Numerous pollinating insects on ivy flowers

Willowherb Seeds

Some of the magnificent stands of Great Willow Herb by the River Cerne have survived the recent general bankside maintenance work, and their seed capsules are now opening to release the delicate wind-dispersed seeds. They looked like multiple small cobwebs decorating the tall stalks.

Guelder-Rose Berries

Guelder-rose (Viburnum opulus) is not as common as Hawthorn, Blackthorn, Elder, and Dog Rose in the hedgerows and copses around our village of Charlton Down, but it has beautiful flowers in Spring and luscious red berries in Autumn. The best example of Guelder Rose can be found in the trees and bushes bordering the area of grassland that I have previously referred to as The Meadow: this is a triangular piece of land down the slope from Rowan Walk, and near the path that passes north and upwards to the barn on the crest of the hill as you walk to Forston Grange. Guelder-rose also grows in the hedge separating the Community Orchard from the road. The berries in the pictures are not quite ripe yet, still a bit orange in colour (24 August 2021) but should be ripe and a deep translucent red by now or pretty soon.

Oak Spangle galls

Galls smother the undersides of oak leaves this September in and around Charlton Down and further afield. The oaks in the Nature Reserve and in the grounds on the south side of Greenwood House are affected. The galls are common and I have often seen them in other years too. The exact shape is dictated by the type of wasp that has laid its eggs in the leaf. The ones like small rough brown discs with a raised centre are Spangle Galls made by the Cynipid wasp Neuroterus quercusbaccarum. The small round golden galls with a depressed centre, a donut-shape of silk threads, are made by the wasp Neuroterus nimismalis. Some leaves have both species of gall.

Click on any image to enlarge and view in a gallery.

Acorn Knopper galls

Acorn knopper galls can be found on the young oak trees behind Greenwood House and also in the Charlton Down Nature Reserve. They are acorns which have developed in a distorted way because a particular species of small wasps have laid their eggs in the acorn flowers. The irritation as the egg hatches out causes a proliferation of tissue growth on which the larva can feed. Sometimes a whole acorn is transformed this way. Sometimes only part of it. And on some stems a perfectly normal acorn in its cup grows side by side with the gall acorn. The shapes are variable as you can see from the photographs.

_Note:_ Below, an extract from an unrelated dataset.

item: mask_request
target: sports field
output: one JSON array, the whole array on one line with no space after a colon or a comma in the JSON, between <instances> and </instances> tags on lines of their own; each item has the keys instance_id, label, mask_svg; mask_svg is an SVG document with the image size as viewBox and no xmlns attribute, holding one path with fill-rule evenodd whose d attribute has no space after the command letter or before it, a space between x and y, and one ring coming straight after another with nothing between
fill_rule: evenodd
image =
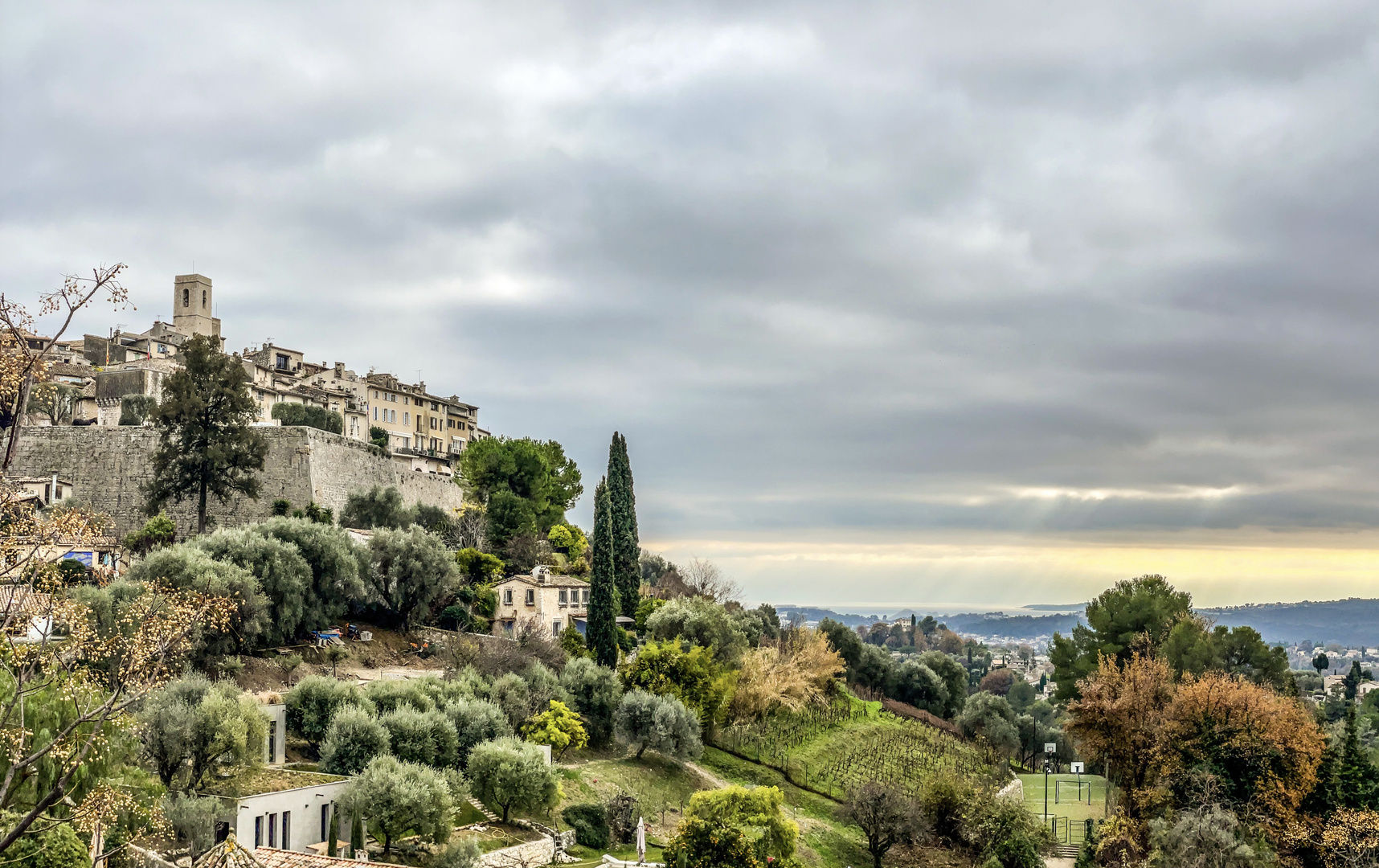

If you would like a little more information about these galls, ten years ago I wrote in my other blog about some of the same type of galls that I noticed in Kew Gardens.

Hedgerow Elderberries

Elderberries are also common in the Dorset hedgerows. The Elder shrub or tree provides flowers in spring for cordials and elderflower wine or ‘champagne’. In July and August the berries start to form and change from green, through red. They ripen to black in autumn. The berries are popular with birds so not all bushes are laden around Charlton Down but, here and there, they are laden and ripe for picking and making wine, jam, or syrup. There are lots of recipes on-line.

Hedgerow Sloes

Sloes, the fruits of the Blackthorn, are ripening in the hedgerows around Charlton Down. They resemble small grapes or damsons. They look delicious but they seem to be used mostly for flavouring gin.

Hedgerow Blackberries

There are loads of blackberries in the hedgerows around the village right now, but most of them aren’t ripe yet – just one or two shiny black and juicy.

Hedgerow Rosehips

Rosehips are the fruits of the Dog Rose which grows in the hedgerows near Charlton Down in Dorset. These were photographed 3 September 2021.